1. Preparation of 16s-PCR: 50 ng DNA in 11.5 µL nuclease-free water, 0.5 µL Primer 27F-II, 0.5 µL Primer1492R-II, 12.5 µL LongAMP^® Taq 2x Master Mix (New England Biolabs, Ipswich, MA, United States of America). Cycle program: 1 min 95°C; 25 cycles 20 s 95°C, 30 s 51°C, 2 min 65°C and a 5 min final elongation at 65°C.

2. Preparation of barcoding-PCR: 100 fmol 16S-PCR amplicons in 12.0 µL nuclease-free water, 0.5 µL barcode primer, 12.5 µL LongAMP^® Taq 2x Master Mix. Cycle program: 1 min 95°C; 15 cycles 20 s 95°C, 30 s 62°C, 2 min 65°C and a 5 min final elongation at 65°C.
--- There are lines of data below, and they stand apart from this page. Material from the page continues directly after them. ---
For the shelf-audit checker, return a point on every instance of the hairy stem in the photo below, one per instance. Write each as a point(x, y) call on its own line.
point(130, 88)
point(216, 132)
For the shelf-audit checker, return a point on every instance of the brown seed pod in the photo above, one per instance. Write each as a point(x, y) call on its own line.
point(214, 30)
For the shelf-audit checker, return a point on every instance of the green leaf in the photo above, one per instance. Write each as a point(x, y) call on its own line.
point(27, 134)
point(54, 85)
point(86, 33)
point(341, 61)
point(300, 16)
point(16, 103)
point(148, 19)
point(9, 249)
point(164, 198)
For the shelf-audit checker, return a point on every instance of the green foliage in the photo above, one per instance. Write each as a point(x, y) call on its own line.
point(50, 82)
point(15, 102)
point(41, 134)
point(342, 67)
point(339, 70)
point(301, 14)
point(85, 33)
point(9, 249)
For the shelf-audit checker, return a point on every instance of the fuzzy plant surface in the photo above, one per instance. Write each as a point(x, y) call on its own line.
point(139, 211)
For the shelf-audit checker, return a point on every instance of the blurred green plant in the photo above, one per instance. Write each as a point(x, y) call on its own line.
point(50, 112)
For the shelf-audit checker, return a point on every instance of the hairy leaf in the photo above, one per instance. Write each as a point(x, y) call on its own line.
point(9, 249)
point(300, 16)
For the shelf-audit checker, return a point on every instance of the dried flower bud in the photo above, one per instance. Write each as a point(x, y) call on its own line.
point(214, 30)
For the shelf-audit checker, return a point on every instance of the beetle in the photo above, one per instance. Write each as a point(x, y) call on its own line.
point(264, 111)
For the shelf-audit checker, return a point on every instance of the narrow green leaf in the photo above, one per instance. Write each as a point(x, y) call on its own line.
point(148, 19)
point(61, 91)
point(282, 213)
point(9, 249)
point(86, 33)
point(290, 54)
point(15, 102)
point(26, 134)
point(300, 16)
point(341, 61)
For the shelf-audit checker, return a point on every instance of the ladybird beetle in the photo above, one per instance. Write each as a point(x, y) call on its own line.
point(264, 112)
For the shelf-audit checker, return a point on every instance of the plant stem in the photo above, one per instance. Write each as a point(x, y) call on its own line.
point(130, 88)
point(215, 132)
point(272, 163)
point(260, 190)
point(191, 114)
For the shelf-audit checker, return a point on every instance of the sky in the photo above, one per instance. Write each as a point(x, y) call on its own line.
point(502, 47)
After barcoding PCR, the DNA content of each amplicon was determined using a Quantus Fluorometer and adjusted to an equal volume. The amplicons were pooled, and 1 µg was used for library preparation. The library preparation was performed according to the protocol “Ligation sequencing amplicons–PCR barcoding (SQK-LSK110 with EXP-PBC096)” by ONT.

The bold characters in the primer sequences above indicate the degenerate bases, according to the code of the International Union of Biochemistry (IUB). This results in three different sequences for the 27F-I primer approach and 18 for the 27F-II primer approach (16 for the forward primer, 2 for the reverse primer). All sequence variants of the two primer approaches are listed in Supplementary Table S1.

The bar-coded libraries (27F-I and 27F-II libraries) were loaded and subsequently each sequenced on a separate flow cell (FLO-MIN106D, type R.9.4.1, ONT) using the MinION Mk1C device (ONT). MinKNOW version 22.03.4 (ONT) and Guppy 6.0.7 were used for data acquisition. Both libraries were prepared from DNA obtained by the same extraction procedure.

A total of 1,328,830 reads were generated for the library using the 27F-I primer approach (mean 18,203 reads, SEM 1,201 reads) and 1,578,822 reads were generated for the library using the 27F-II primer approach (mean 21,628 reads, SEM 1,991 reads, p = 0.14).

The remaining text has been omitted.